Major HRT study halted over breast cancer fears
The Swedish trial was to assess the effect of HRT on women with a previous history of the disease.
It was stopped three years early when results showed HRT significantly increased the chances of recurring breast cancer or the appearance of a new tumour.
The study, known as HABITS (hormonal replacement therapy after breast cancer diagnosis is it safe?) was originally to include at least 1,300 women monitored for five years.
Doctors halted it on December 17 last after an average follow-up of two years.

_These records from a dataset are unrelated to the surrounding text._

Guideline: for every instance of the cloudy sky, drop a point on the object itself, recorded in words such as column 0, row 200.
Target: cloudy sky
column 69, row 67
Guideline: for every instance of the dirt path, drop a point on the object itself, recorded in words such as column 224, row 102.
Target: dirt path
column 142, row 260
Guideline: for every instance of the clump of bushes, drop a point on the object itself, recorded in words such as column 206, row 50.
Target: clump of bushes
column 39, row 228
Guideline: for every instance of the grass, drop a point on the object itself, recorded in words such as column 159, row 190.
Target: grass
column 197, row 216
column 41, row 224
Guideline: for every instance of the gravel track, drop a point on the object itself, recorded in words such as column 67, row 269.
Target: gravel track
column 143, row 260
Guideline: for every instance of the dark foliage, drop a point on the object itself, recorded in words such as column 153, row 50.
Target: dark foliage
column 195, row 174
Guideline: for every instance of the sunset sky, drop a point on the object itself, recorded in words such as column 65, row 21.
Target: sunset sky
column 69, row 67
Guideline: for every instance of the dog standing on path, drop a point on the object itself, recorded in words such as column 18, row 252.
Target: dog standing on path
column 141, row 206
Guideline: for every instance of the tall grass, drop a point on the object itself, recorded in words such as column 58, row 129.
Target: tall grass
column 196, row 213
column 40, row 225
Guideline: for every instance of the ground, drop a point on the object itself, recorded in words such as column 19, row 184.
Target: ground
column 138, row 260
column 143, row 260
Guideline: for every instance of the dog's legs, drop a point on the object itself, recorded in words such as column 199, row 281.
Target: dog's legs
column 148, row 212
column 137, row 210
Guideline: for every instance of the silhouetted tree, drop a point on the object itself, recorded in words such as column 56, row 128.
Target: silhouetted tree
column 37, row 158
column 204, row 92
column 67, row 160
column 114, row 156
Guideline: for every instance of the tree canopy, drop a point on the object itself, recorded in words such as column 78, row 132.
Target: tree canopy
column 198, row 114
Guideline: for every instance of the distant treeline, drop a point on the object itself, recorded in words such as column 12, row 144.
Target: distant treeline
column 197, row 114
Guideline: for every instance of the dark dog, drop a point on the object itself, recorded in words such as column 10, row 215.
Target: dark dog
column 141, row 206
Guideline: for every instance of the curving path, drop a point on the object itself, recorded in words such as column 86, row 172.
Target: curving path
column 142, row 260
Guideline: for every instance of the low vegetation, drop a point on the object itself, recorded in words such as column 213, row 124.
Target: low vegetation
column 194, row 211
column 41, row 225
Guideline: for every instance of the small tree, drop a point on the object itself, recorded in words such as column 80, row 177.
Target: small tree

Of 174 women assigned to HRT, 26 reported a recurrence or new case of breast cancer. In contrast, only seven women on therapy other than HRT for menopausal symptoms re-encountered the disease.
Chief investigator Lars Holmberg, from University Hospital, Uppsala, Sweden, said: "The Habits trial was terminated because women with a history of breast cancer allocated to receive HRT for menopausal symptoms experienced an unacceptably high risk of breast cancer compared with breast cancer survivors allocated to ... treatment without hormones.
"Women on active treatment have been advised to discontinue."
The findings appeared yesterday in an early online publication by The Lancet.
The picture is not clear, however, because another Swedish study has shown no increased risk of recurrent breast cancer from HRT.
The two trials, HABITS and the "Stockholm" study, were being run in tandem.
Consultant gynaecologist Malcolm Whitehead, director of the Amarant Trust, which advises women on HRT, criticised The Lancet for publishing too soon.
"We need to have the Stockholm data as well as the HABITS data, and we need to look for important differences in study design that might explain the results.
"I think these results have been published prematurely," said Mr Whitehead.